Kennengelernt hatte der Arzt den deutschen Profiboxer, der als Festim Kryeziu in Albanien zur Welt gekommen war, über dessen damaligen und mit Dr. Rueth eng befreundeten Weltmeister-Trainer Konrad „Conny“ Mittermeier.
Ab 2012 entstand eine Freundschaft zwischen dem Lindenloher Chefarzt und dem Boxer. Als sein Bruder Urim im Frühling dieses Jahres eigens aus dem Allgäu nach Lindenlohe reiste, um sich hier von Dr. Rueth in einem sehr komplizierten Eingriff erfolgreich an der Achillessehne operieren zu lassen, begleitete ihn Festim. Dieser nutzte dabei die Zeit, um sich von Dr. Rueth eingehend untersuchen zu lassen – und gemeinsam mit ihm ein individuelles, funktionelles Work-out zu entwickeln, mit dem letzte athletische Defizite behoben wurden.
Dabei entstand auch in langen Gesprächen die Idee, dass der Arzt den Boxer künftig medizinisch betreuen und bei der Zusammenstellung eines funktionellen Trainings unterstützen solle. Nachdem Festim nach einer längeren Pause im Sommer sein Coaching-Team neuformierte und Urim dabei die Federführung übernahm, stand fest: Der Lindenloher Chefarzt gehört zum Team.

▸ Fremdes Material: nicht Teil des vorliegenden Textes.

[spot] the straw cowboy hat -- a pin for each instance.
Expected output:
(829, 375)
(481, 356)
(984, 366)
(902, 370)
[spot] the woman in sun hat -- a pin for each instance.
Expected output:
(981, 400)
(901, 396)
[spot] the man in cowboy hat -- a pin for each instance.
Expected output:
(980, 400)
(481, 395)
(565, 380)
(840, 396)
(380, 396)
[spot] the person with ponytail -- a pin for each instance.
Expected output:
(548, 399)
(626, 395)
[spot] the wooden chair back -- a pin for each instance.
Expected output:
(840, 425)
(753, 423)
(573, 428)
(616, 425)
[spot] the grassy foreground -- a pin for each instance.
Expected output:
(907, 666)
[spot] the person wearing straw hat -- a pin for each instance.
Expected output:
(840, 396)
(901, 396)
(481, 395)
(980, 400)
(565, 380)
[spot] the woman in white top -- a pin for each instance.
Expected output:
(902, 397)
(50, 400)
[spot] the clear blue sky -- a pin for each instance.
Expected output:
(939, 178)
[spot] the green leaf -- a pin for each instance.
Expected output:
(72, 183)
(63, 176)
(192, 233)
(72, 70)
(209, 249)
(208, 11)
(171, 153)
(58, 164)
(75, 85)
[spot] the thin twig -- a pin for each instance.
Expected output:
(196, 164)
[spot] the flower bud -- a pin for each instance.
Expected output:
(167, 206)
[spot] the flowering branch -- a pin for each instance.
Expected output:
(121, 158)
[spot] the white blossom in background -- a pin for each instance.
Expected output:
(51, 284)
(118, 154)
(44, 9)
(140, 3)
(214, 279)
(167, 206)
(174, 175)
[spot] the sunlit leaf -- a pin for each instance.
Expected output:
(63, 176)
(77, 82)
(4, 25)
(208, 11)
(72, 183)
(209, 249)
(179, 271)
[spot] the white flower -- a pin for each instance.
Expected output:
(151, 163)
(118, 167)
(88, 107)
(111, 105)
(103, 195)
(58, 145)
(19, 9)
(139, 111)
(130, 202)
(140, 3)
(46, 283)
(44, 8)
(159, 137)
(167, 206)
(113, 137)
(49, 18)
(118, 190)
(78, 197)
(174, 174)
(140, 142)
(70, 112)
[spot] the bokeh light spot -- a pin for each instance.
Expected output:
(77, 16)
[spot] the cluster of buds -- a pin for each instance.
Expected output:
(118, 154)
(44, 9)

Tatsächlich präsentierte sich Festim alias Timo Schwarzkopf beim Europameisterschaftskampf nicht nur in bester körperlicher Verfassung, sondern überzeugte die Laien wie Experten unter den über 800 Zuschauern in der Argensporthalle in Wangen (Allgäu) mit einem unbändigen Siegeswillen und einer klaren Fokussierung auf Gegner und Kampf. „Ob man einen Kampf gewinnt oder verliert, entscheidet sich bei ähnlich austrainierten Boxern zuallererst im Kopf“, so Dr. Rueth: „Und hier war es wichtig, Festim einerseits den festen Glauben an sich und seine Fähigkeiten zu geben und andererseits seine Konzentration auf die wesentlichen Punkte zu fixieren“.
Ein Rezept, das aufging, und ein Coaching-Team, das hervorragende Arbeit leistete. In Wangen fügte Festim nicht nur seinen bisher 18 Siegen einen weiteren hinzu, sondern brillierte gegen einen erfahrenen Gegner, der fünf Zentimeter größer ist und in den drei Kämpfen zuvor insgesamt nur vier Runden benötigt hatte. Kardos hatte dennoch keine Chance und kassierte bereits in der ersten Runde einen Wirkungstreffer, dem im zweiten Durchgang ein Schlag gegen die Kinnspitze, ein Lebertreffer und die Aufgabe des rumänischen Titelinhabers folgte.
Für Festim soll der EBU Europameistertitel nicht das Ende der Fahnenstange bedeuten. Vielmehr peilt er nun einen Weltmeisterschaftskampf an – sollte es dazu kommen, wird Dr. Rueth wieder als Mental-Coach u.a. am Ring im Einsatz sein.